What does Terps victory over Texas really mean?



The Maryland Terrapins did it again — knocking off a favored and ranked (if you want to pay attention to those things) Texas Longhorns football team. 

Much like last season, it was a fight to the very end and it was Maryland coming out on top again. The Terps survived for a 34-29 win in Landover, Md. this time around. 

But, spoiling Tom Herman’s debut last season was one thing, winning in 2018 felt totally different. 

After all, it came on the heels of one of the craziest offseasons one could imagine.

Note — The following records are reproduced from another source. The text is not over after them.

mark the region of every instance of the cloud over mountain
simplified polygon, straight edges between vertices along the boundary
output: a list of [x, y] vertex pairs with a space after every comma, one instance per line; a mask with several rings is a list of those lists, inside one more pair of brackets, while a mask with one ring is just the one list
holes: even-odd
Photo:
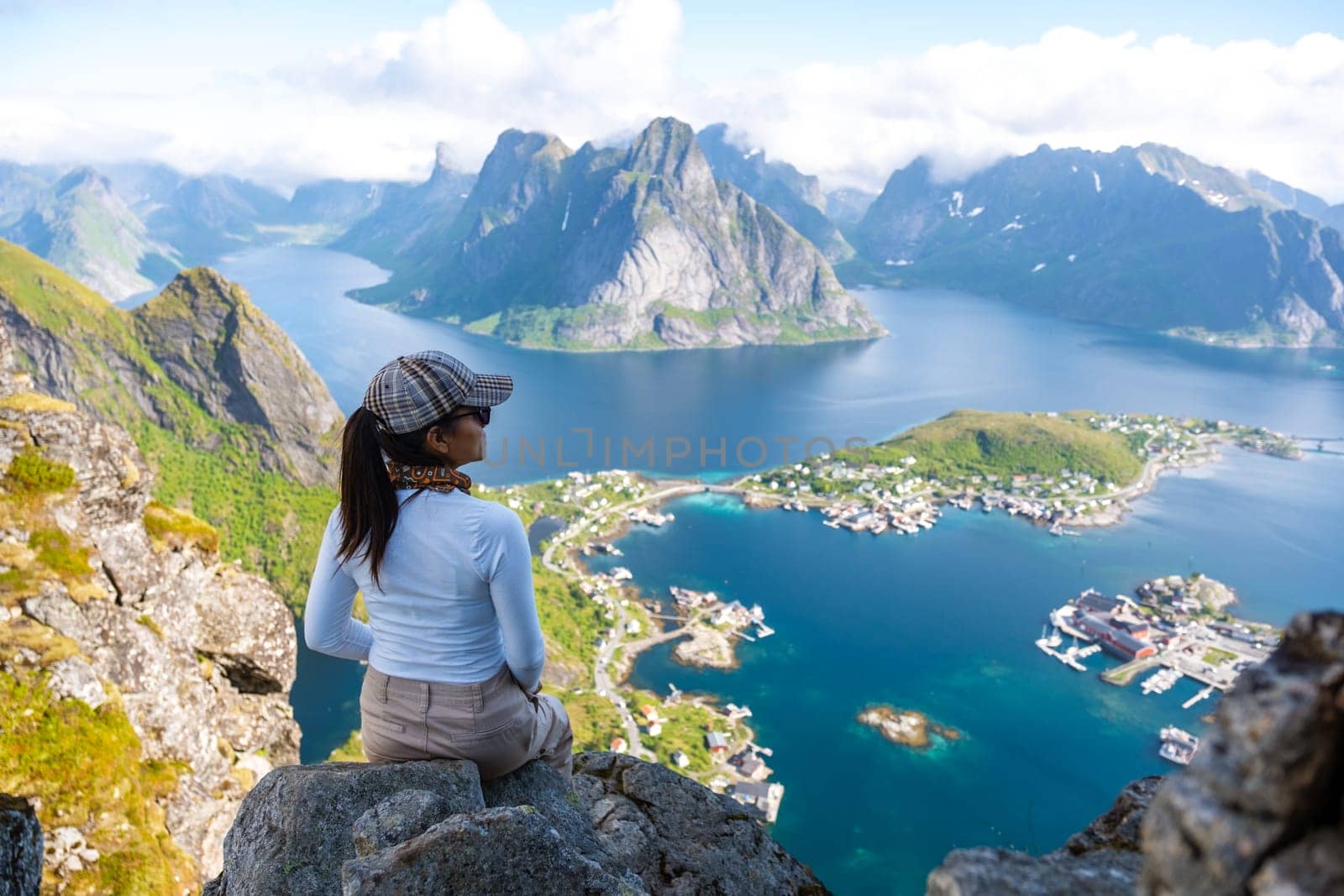
[[0, 156], [134, 149], [190, 171], [288, 184], [419, 177], [438, 140], [474, 167], [505, 128], [578, 145], [672, 114], [728, 121], [745, 148], [828, 185], [880, 187], [918, 154], [954, 177], [1040, 142], [1152, 140], [1344, 199], [1344, 118], [1329, 114], [1344, 107], [1344, 40], [1327, 34], [1211, 46], [1062, 27], [1016, 46], [939, 44], [749, 77], [688, 70], [683, 42], [676, 0], [616, 0], [535, 32], [511, 27], [485, 0], [456, 0], [415, 28], [277, 59], [259, 74], [207, 59], [195, 78], [149, 90], [120, 90], [108, 73], [86, 89], [0, 93]]

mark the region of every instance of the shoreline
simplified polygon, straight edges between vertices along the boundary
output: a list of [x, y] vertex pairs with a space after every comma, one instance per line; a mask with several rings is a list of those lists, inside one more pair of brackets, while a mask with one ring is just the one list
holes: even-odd
[[[1132, 501], [1141, 498], [1142, 496], [1152, 492], [1153, 488], [1156, 488], [1159, 480], [1163, 477], [1163, 474], [1172, 472], [1179, 473], [1180, 470], [1184, 469], [1196, 469], [1207, 463], [1222, 461], [1223, 454], [1218, 450], [1219, 446], [1232, 446], [1243, 451], [1250, 451], [1253, 454], [1266, 454], [1266, 451], [1258, 451], [1253, 447], [1239, 445], [1230, 435], [1211, 434], [1211, 435], [1200, 435], [1198, 438], [1203, 449], [1199, 454], [1187, 455], [1177, 461], [1171, 461], [1168, 458], [1153, 458], [1146, 461], [1144, 469], [1140, 472], [1136, 480], [1121, 486], [1113, 496], [1110, 496], [1113, 501], [1110, 505], [1102, 508], [1095, 513], [1070, 516], [1064, 521], [1064, 525], [1086, 528], [1086, 529], [1101, 529], [1113, 525], [1120, 525], [1121, 523], [1125, 521], [1129, 513], [1133, 512]], [[792, 501], [798, 501], [804, 505], [808, 505], [809, 508], [812, 506], [821, 508], [843, 500], [843, 498], [829, 498], [817, 496], [798, 497], [798, 496], [759, 494], [741, 485], [742, 482], [747, 481], [751, 476], [753, 474], [746, 473], [742, 477], [731, 480], [724, 485], [706, 482], [699, 478], [650, 480], [652, 494], [644, 500], [630, 502], [629, 505], [625, 506], [625, 510], [628, 512], [637, 508], [659, 509], [665, 504], [675, 501], [677, 498], [688, 497], [691, 494], [703, 494], [703, 493], [731, 494], [737, 497], [743, 505], [754, 510], [780, 510], [784, 508], [785, 504]], [[997, 492], [988, 494], [996, 498], [1001, 497], [1001, 493]], [[942, 497], [929, 496], [929, 502], [938, 508], [946, 508], [952, 505], [952, 498], [948, 496]], [[1051, 523], [1046, 520], [1032, 520], [1025, 516], [1023, 516], [1021, 519], [1025, 523], [1030, 523], [1034, 528], [1048, 529], [1048, 527], [1051, 525]], [[614, 520], [610, 520], [603, 528], [599, 528], [595, 532], [590, 532], [589, 536], [585, 537], [587, 537], [587, 540], [590, 541], [614, 543], [621, 537], [629, 535], [632, 528], [633, 523], [628, 519], [626, 513], [622, 512], [617, 514]], [[857, 535], [857, 532], [855, 532], [855, 535]], [[571, 551], [574, 553], [575, 563], [581, 564], [585, 571], [591, 572], [587, 564], [583, 563], [582, 553], [573, 548]], [[653, 598], [644, 598], [644, 599], [653, 599]], [[660, 630], [665, 633], [667, 626], [661, 625]], [[691, 635], [684, 635], [684, 637], [691, 637]], [[620, 674], [620, 678], [616, 680], [616, 684], [629, 685], [629, 674], [633, 670], [636, 661], [644, 652], [653, 647], [655, 643], [661, 643], [661, 642], [644, 643], [633, 650], [626, 649], [622, 652], [620, 664], [617, 666], [617, 673]], [[738, 645], [734, 641], [731, 643], [732, 664], [730, 666], [714, 666], [714, 668], [722, 668], [724, 670], [738, 669], [741, 666], [741, 661], [737, 657], [737, 647]], [[675, 657], [673, 661], [688, 668], [706, 668], [704, 665], [695, 662], [685, 662], [681, 660], [676, 660]]]

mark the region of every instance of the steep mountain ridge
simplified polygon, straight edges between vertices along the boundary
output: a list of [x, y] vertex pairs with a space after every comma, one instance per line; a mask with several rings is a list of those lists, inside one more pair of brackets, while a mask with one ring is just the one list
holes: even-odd
[[32, 200], [4, 236], [113, 301], [151, 289], [179, 266], [175, 250], [153, 239], [93, 168], [71, 171]]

There was the tragic death of a teammate following an intense workout and then the suspension and investigation in to the head coach. 

It also came as the debut of Matt Canada as a head coach at any point in his long career in college football. 

So, of course, getting this win was an emotional moment for the Terps. But, there is a large question at hand — what does this win really mean? 

Last season’s win in Austin proved to mean little more than a glimpse of what could’ve been. 

Injuries to both quarterbacks that played this Saturday crushed any momentum that was being built. So too did other injuries on both sides of the ball. 

The good news on this Saturday was that Maryland’s quarterbacks escaped this one without injury. Kasim Hill, who came on for injured Tyrell Pigrome, looked every part of the star people expected last season. 

He finished this game completing 17 of 29 passes for 222 yards and a touchdown. Meanwhile, Pigrome was 3 of 4 for 22 yards in his limited action. 

Maryland found a balanced run game too, with no one rushing for more than 31 of the 143 yards put up as a team. 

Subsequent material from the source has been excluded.